Как-то в Переделкине он взялся пересказывать то, что я давным-давно знала от Липкина:
— Однажды, когда я поднимался к Мандельштаму, услышал его крик вослед спускающемуся по лестнице какому-то посетителю: “А Будду печатали? А Христа печатали?”
Я возмутилась:
— Ведь это было при Семе, а не при вас!
Лицо Тарковского сделалось обиженным, как у ребенка, поверившего в свою ложь и разоблаченного:
— Опять вы заладили: Сема да Сема, — и сделал такое движение рукой, будто сворачивал не разговор, а водопроводный кран. Когда лжет взрослый, то обыкновенно запоминает свою ложь. Тарковский же дней за десять до этого своего невинного плагиата мне же и рассказывал правду:
— Мандельштама я видел всего однажды, в полуподвальной квартире у Рюрика Ивнева. Мы пришли вместе с Кадиком Штейнбергом. Помню, там был и Мариенгоф. Я боготворил Осипа Эмильевича, но и стыдясь, все-таки отважился прочесть свои стихи. Как же он меня раздраконил, вообразил, что я ему подражаю*.
— Почему только однажды? Вы же Мандельштама и в Госиздате видели, никто лучше вас о нем не написал:
Тарковский мою декламацию пресек:
— Инна, прекратите. Жизнь и стихи далеко не одно и то же. Пора бы вам это усвоить в пользу вашему же сочинительству.
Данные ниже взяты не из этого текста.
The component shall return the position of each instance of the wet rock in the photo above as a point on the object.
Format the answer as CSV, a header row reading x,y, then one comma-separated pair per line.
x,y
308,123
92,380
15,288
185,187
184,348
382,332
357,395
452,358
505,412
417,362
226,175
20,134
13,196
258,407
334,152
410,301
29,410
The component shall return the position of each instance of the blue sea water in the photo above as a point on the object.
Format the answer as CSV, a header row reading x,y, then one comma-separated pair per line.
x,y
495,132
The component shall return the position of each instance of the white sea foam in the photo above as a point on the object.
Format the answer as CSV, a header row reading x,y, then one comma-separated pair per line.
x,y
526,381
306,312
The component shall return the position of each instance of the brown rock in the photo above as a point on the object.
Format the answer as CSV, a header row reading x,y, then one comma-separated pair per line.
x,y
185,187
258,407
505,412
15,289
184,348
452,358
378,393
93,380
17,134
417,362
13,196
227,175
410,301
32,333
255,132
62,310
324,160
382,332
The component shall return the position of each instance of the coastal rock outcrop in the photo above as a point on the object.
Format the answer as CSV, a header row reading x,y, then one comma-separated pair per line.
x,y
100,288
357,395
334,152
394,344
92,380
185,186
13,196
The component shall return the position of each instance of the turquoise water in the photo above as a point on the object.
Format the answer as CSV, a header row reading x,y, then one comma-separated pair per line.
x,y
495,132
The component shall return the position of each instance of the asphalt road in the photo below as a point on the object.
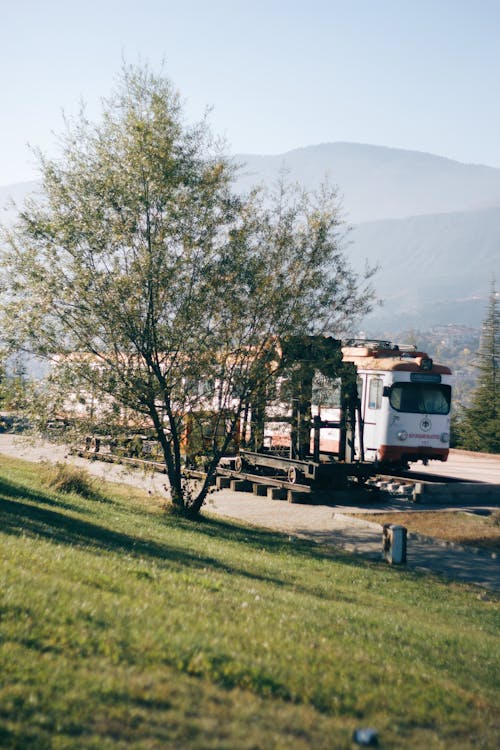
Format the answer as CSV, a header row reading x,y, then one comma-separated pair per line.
x,y
470,467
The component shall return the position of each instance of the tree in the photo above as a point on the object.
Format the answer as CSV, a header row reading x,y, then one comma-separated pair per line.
x,y
159,292
479,427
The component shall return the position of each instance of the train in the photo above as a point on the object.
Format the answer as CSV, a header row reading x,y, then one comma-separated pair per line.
x,y
403,407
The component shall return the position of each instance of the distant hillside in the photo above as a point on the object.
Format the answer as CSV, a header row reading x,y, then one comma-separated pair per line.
x,y
433,269
432,224
380,183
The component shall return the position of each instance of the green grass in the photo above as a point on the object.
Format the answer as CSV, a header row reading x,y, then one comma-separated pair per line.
x,y
122,627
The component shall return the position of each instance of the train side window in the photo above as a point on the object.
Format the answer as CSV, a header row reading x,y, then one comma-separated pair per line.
x,y
375,393
359,383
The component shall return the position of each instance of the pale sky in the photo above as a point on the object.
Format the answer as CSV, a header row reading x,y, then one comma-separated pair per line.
x,y
278,74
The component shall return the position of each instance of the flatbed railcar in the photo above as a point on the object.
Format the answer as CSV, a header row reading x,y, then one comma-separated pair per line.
x,y
405,403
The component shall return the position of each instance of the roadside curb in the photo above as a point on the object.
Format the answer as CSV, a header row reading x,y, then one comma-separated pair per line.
x,y
431,540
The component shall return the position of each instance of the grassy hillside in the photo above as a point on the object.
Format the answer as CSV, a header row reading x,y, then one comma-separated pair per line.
x,y
121,627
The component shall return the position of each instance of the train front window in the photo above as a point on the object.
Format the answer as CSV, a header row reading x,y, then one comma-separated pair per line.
x,y
421,398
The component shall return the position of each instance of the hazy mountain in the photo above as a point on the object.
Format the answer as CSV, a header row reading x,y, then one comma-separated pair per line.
x,y
432,224
433,269
380,183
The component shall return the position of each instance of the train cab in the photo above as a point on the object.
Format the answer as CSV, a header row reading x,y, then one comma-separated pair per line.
x,y
405,403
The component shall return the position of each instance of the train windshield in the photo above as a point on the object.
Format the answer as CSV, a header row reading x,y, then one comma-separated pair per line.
x,y
421,398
Татьяна возвратилась из Гослита или уже из Худлита довольно скоро. И дело, видно, оказалось недолгим, и автомобильных пробок, даже в центре Москвы, вроде бы еще не было. Тарковский виновато засуетился:
— Сейчас, сейчас, поставлю чайник и хлеб для бутербродов нарежу. Баха слушали и немного — Шуберта (что правда), Инна попросила Шуберта (а вот это уже не правда, я и Баха не просила).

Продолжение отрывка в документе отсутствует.